Indaiatuba

Empresa de reciclagem registra aumento de 20% no lixo eletrônico

Uma empresa de reciclagem, localizada em Campinas, registrou em junho o aumento de 20% no recebimento de lixo eletrônico da região, incluindo Indaiatuba. Foram 240 toneladas de resíduos conhecidos também como e-lixo, que foram inseridos em conteineres e enviados para Cingapura, onde passarão por um processo de refinagem de 17 metais diferentes: ferrosos, não ferrosos, preciosos e raros, extraídos dos resíduos, entre eles platina, prata, cobre e ouro.

"O número elevado de recolhimento deve-se aos fechamentos e balanços financeiros que as empresas realizam neste período do ano. É o momento de descarte e de renovação também", explica a diretora executiva da empresa no Brasil, Ana Cláudia Drugovich.
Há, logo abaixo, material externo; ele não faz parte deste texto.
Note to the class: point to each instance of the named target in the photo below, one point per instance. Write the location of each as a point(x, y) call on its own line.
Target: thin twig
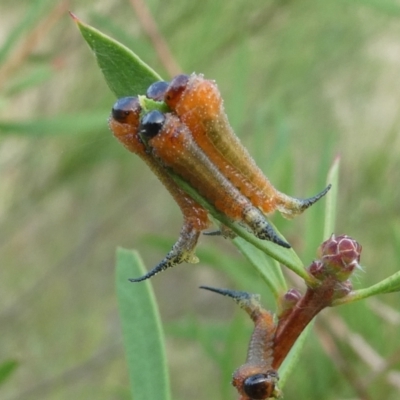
point(150, 27)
O primeiro passo do processo de reciclagem é feito em Campinas, e inclui serviços de separação, descaracterização dos equipamentos, laudos de destruição e garantia de que os mesmos não serão reutilizados, aterrados ou incinerados de maneira inadequada e, principalmente, não haverá a reutilização de partes e componentes no mercado paralelo. "Somos inovadores na busca constante novas formas de gerir lixo eletrônico", diz Ana Cláudia.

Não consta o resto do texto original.